I was curious if anyone knew the difference between the git comps file

and the one found in the repo

https://dl.rockylinux.org/pub/rocky/9.3/BaseOS/x86_64/os/repodata/d20e81bf-d915-4b6d-b1cd-6a76cb8110aa-GROUPS.xml
https://dl.rockylinux.org/pub/rocky/9.3/AppStream/x86_64/os/repodata/956e246f-d2aa-4806-8fe8-b8ef9cb06d33-GROUPS.xml

From what I can tell the comps from git inform the installer what to install and comps from the repo inform what get installed for dnf groups. I wrote a script that goes through and pulls out every package from every group and I saw some packages were in the git comps but not the repo comps but it seems some of those were arch specific. I havent gone through every line but there definitely were differences

So my question is what is the difference and if I were to install “Server” which file would be the authority on which packages get installed?

The comps are used by certain tools (such as pungi) to group packages into functional groups. Comps is not only part of the repo data, but it also can help serve as one end of dependency solving when forming repositories.

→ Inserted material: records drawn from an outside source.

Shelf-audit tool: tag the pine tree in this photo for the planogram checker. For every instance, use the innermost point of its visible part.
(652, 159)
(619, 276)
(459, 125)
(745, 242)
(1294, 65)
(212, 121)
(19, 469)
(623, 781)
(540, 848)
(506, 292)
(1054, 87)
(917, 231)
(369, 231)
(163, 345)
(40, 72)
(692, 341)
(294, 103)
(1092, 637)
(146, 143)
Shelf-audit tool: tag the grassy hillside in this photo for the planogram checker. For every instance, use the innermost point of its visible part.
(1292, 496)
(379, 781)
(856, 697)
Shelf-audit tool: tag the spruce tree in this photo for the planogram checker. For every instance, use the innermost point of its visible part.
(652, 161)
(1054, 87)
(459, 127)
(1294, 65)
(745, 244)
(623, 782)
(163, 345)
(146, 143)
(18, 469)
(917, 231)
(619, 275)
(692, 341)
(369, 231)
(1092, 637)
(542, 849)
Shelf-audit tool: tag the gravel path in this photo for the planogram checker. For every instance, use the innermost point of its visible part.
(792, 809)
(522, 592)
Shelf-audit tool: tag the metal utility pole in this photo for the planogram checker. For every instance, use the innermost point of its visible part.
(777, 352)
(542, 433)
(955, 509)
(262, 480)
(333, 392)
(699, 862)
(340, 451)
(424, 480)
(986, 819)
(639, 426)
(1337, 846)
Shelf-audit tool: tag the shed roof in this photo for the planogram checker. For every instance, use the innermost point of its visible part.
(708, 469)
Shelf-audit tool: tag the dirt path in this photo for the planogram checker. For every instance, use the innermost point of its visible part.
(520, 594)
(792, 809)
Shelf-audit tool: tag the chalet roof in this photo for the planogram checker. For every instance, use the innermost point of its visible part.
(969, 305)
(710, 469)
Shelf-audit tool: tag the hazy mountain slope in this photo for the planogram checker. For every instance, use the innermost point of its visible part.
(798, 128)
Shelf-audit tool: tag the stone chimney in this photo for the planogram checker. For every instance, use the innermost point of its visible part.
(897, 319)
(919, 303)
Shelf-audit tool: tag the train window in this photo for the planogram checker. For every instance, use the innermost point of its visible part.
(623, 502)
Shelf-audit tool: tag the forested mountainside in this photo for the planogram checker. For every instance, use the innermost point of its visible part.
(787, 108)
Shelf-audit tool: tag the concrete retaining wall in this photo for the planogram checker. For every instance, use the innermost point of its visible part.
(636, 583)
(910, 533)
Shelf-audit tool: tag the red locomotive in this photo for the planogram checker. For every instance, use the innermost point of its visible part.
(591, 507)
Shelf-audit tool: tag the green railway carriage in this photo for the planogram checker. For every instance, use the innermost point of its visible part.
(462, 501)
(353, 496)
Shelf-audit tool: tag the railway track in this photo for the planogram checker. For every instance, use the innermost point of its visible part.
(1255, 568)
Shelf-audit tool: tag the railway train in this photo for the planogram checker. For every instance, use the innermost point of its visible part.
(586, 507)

You have groups and environment groups.

A group is a collection of initial packages. A lot of these groups are split among BaseOS and AppStream. BaseOS, while it can live by itself in some cases, may have grouped packages that also exist in AppStream. This means that BaseOS will not list AppStream packages, but both of those repositories have to be enabled to be able to access the packages of both repositories. This stands to reason that both BaseOS and AppStream are enabled by default.

An environment is a collection of groups, whether mandatory or optional.

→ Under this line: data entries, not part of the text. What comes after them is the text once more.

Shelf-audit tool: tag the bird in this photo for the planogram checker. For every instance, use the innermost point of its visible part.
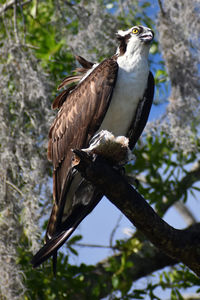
(115, 95)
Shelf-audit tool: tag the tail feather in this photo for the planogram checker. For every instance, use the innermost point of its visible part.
(51, 247)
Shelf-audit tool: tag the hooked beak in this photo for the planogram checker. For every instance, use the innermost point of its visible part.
(147, 37)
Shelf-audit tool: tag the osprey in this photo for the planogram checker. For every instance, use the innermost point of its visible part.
(114, 95)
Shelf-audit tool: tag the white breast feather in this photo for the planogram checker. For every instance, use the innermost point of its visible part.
(129, 90)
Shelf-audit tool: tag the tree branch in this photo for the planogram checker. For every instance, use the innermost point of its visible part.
(182, 245)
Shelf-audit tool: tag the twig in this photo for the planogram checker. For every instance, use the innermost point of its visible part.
(94, 246)
(14, 187)
(114, 230)
(182, 245)
(15, 22)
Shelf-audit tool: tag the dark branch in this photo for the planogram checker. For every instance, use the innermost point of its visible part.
(182, 245)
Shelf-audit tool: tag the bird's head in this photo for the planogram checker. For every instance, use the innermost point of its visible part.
(137, 37)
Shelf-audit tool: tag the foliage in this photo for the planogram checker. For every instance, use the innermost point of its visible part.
(37, 42)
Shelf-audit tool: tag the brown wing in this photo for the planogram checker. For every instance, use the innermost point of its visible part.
(78, 119)
(140, 119)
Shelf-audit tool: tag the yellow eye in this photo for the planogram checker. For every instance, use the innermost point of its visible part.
(135, 30)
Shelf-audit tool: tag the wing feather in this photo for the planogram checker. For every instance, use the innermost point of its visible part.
(140, 119)
(78, 119)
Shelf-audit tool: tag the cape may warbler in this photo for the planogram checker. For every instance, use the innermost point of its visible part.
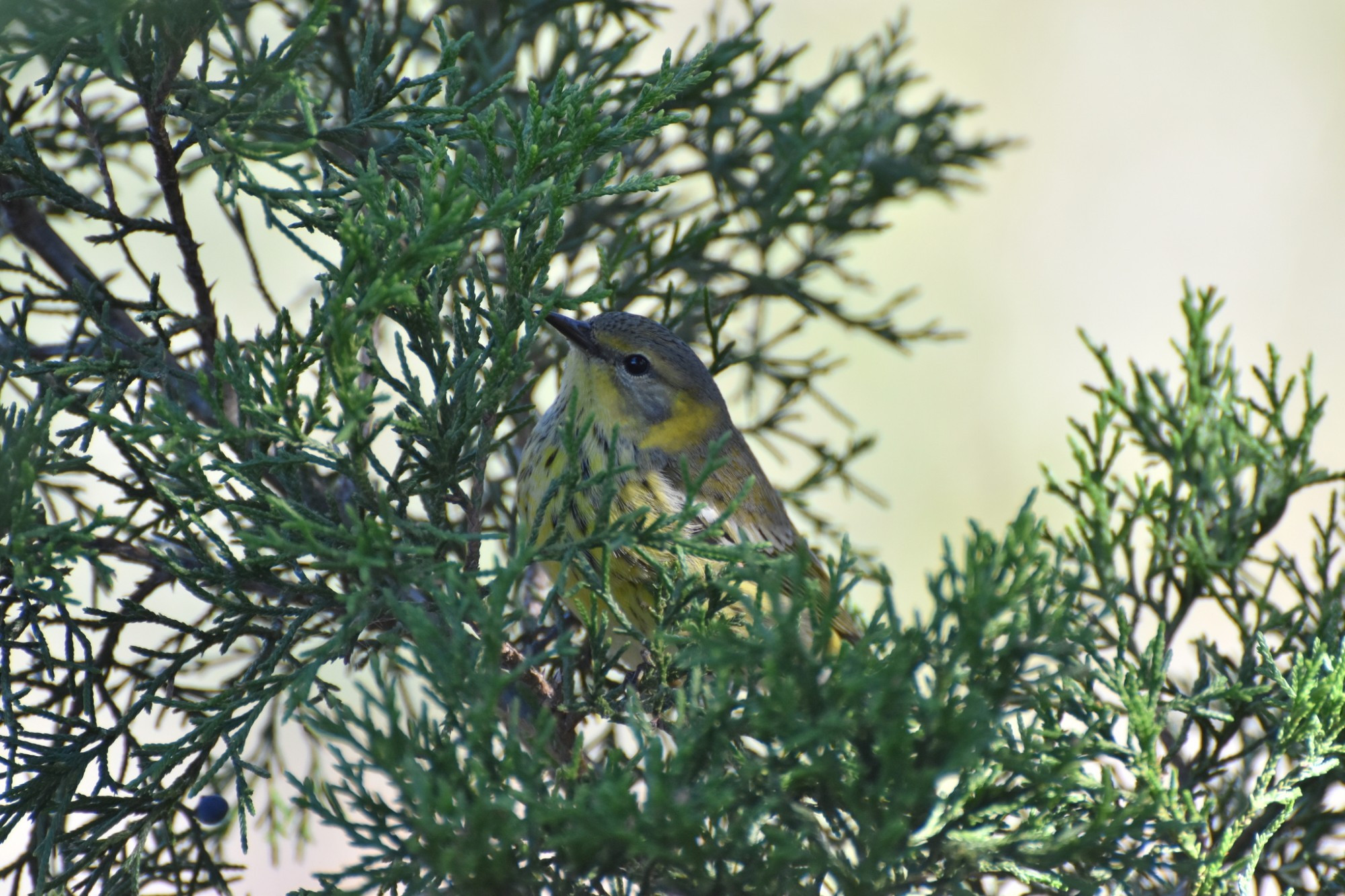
(654, 408)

Both of these groups types may mention “variant”, which locks down a group/environment to a given repository or “arch”, which locks down a package, group, or environment to a given architecture. Meaning, some groups/packages while they could exist in the repositories are not available to the group/environment. Though, in most cases, packages for an unmentioned architecture may not even exist in the repositories at all, which is by design.

I would look at “core”, “Development Tools”, and “Legacy UNIX Compatibility” for examples.

“Server” is an environment that encompasses multiple groups. Some of those groups reference both BaseOS and AppStream. It stands to reason that BaseOS and AppStream will always be the default repositories that are enabled on a given system. BaseOS, being the only repository that can live by itself (which you shouldn’t do nor attempt anyway), is typically the starting authority, because it will contain most required packages. You can especially tell when you look at the “Standard” group that it references, and you’ll see a large amount are in BaseOS and a few are in AppStream (clear example is rsyslog, wget, and vim-enhanced). Compare the “Standard” groups in the repodata of BaseOS and AppStream, and you may see how they’re split.

Thank you @nazunalika this is super helpful! So, is it fair to say that the BaseOS GROUPS.xml and the AppStream GROUPS.xml should be just as accurate as the comps from gitlab in terms of what gets installed?